Here's a totally useless response, because it doesn't even work!
But my reason for posting this is to try to get a clearer (for me) sense of the logic of what you're trying to do. I found your description of your desired process a little confusing. But anyway, here's some code that tries to achieve your intention that
for a given name, say, "a", I want to take the sum of sales of all other related names (by their ID) and divide by 1-t for the respective names.
library(dplyr)
df <- tibble(
name = letters[1:6],
id = rep(1:2, each = 3),
sales = c(100, 250, 300, 50, 600, 390),
t = c(0.1, 0.3, 0.4, 0.05, 0.15, 0.2),
n = rep(1:3, times = 2)
)
add_result <- function(df, name = name) {
id <- df %>%
dplyr::filter(name == name) %>%
pull(id)
filt <- df %>%
dplyr::filter(id == id)
t <- filt %>%
dplyr::filter(name == name) %>%
dplyr::pull(t) %>%
head(1) # or mean() ... ensure that t is a single value
sales_sum <- filt %>%
dplyr::filter(!name == name) %>%
dplyr::pull(sales) %>%
sum()
sales_sum / (1 - t)
}
df %>%
dplyr::mutate(result = add_result(df = df))
#> # A tibble: 6 x 6
#> name id sales t n result
#> <chr> <int> <dbl> <dbl> <int> <dbl>
#> 1 a 1 100 0.1 1 0
#> 2 b 1 250 0.3 2 0
#> 3 c 1 300 0.4 3 0
#> 4 d 2 50 0.05 1 0
#> 5 e 2 600 0.15 2 0
#> 6 f 2 390 0.2 3 0
Created on 2020-09-24 by the reprex package (v0.3.0)
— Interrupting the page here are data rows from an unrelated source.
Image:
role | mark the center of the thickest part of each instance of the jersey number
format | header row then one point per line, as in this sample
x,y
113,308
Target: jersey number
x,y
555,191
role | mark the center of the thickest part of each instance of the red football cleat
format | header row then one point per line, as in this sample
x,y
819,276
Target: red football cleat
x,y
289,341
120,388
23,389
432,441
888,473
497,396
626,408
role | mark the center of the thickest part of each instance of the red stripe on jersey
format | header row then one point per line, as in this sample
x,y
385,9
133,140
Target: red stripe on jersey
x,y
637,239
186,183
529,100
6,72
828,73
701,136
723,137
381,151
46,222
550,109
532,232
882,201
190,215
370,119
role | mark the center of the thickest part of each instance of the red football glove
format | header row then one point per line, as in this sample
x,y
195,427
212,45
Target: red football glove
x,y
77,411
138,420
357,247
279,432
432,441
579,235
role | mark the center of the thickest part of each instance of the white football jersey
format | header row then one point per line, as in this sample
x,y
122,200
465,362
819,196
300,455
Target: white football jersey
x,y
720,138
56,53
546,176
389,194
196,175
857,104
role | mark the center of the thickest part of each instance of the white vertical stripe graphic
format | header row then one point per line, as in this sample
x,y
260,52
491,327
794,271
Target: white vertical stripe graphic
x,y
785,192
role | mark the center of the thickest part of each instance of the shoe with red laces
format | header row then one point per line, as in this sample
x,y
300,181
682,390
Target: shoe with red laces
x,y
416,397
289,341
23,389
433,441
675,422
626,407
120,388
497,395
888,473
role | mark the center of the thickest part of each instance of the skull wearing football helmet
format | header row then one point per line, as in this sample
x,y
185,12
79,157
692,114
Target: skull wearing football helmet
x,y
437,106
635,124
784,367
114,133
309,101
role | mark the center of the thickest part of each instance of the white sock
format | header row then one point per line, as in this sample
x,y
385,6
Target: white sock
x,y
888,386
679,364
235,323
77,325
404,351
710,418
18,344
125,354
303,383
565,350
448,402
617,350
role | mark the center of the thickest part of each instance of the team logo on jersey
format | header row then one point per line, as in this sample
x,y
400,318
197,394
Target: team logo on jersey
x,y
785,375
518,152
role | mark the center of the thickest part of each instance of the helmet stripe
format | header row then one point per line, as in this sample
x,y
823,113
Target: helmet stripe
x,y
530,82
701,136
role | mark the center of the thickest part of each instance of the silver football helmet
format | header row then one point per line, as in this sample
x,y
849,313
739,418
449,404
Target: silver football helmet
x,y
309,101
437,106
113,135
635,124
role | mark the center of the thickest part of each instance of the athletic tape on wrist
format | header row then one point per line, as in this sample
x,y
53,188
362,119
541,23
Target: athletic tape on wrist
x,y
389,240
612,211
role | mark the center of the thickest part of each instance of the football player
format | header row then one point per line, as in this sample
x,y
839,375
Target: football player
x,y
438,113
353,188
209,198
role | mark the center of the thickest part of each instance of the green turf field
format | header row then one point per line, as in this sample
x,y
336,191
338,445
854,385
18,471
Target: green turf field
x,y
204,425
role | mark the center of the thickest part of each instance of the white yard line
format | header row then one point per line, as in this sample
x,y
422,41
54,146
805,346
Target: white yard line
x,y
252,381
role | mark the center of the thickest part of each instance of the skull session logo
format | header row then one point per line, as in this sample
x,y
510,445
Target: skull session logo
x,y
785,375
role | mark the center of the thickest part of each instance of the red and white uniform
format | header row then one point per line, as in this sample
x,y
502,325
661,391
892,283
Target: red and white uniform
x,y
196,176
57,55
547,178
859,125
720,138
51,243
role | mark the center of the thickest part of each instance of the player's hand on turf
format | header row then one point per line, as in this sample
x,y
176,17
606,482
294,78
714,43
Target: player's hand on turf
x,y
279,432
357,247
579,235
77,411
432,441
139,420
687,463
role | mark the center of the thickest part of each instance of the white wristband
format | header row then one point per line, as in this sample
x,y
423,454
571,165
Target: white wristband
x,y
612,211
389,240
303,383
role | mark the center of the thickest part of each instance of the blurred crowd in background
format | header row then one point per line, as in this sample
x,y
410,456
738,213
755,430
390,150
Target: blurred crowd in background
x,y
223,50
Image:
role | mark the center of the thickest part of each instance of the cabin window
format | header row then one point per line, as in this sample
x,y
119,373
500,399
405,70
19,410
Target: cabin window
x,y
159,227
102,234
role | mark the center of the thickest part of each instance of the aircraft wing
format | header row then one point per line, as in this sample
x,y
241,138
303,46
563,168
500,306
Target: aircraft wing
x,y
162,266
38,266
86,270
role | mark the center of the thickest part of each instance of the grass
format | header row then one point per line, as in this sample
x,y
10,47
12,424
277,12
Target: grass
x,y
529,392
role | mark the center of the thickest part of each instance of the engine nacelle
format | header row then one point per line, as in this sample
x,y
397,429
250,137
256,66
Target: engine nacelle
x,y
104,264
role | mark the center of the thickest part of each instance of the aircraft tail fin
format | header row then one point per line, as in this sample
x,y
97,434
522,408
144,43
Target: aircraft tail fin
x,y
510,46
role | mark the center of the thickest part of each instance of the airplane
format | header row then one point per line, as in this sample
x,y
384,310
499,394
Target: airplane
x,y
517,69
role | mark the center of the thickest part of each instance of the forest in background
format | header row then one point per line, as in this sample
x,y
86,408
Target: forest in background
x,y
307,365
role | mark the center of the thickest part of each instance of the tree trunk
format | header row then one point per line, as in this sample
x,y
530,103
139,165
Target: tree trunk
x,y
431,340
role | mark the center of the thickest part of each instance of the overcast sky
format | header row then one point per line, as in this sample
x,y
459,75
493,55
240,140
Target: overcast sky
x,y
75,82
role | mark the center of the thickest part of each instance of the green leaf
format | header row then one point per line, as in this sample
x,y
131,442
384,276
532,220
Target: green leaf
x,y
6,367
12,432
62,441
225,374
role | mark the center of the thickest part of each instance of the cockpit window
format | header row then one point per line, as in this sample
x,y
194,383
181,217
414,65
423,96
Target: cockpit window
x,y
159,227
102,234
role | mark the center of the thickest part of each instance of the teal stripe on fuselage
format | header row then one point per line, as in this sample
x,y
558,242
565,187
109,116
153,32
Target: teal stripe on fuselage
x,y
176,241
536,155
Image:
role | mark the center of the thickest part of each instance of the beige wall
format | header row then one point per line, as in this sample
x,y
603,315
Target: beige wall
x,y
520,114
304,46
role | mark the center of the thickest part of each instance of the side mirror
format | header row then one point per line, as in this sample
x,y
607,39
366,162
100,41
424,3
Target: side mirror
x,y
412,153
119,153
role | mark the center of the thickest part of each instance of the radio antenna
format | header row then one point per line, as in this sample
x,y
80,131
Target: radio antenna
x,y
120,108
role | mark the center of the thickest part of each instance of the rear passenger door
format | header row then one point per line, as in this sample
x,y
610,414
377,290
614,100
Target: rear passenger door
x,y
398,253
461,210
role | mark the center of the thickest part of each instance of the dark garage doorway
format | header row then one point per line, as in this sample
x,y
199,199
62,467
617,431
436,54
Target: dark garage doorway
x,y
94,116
OK that didn't work, but I'm not sure why. Now I looked more carefully at your intentions, and tweaked the function a bit:
library(dplyr)
df <- tibble(
name = letters[1:6],
id = rep(1:2, each = 3),
sales = c(100, 250, 300, 50, 600, 390),
t = c(0.1, 0.3, 0.4, 0.05, 0.15, 0.2),
n = rep(1:3, times = 2)
)
add_result <- function(df, name = name) {
id <- df %>%
dplyr::filter(name == name) %>%
dplyr::pull(id)
filt <- df %>%
dplyr::filter(id == id)
key_t <- filt %>%
dplyr::filter(name == name) %>%
dplyr::pull(t) %>%
head(1) # or mean() ... ensure that t is a single value
filt %>%
dplyr::filter(!name == name) %>%
dplyr::mutate(result = (sales/(1-t)) * (key_t-t)) %>%
dplyr::pull(result) %>%
sum()
}
df %>%
dplyr::mutate(result = add_result(df = df))
#> # A tibble: 6 x 6
#> name id sales t n result
#> <chr> <int> <dbl> <dbl> <int> <dbl>
#> 1 a 1 100 0.1 1 0
#> 2 b 1 250 0.3 2 0
#> 3 c 1 300 0.4 3 0
#> 4 d 2 50 0.05 1 0
#> 5 e 2 600 0.15 2 0
#> 6 f 2 390 0.2 3 0
Created on 2020-09-24 by the reprex package (v0.3.0)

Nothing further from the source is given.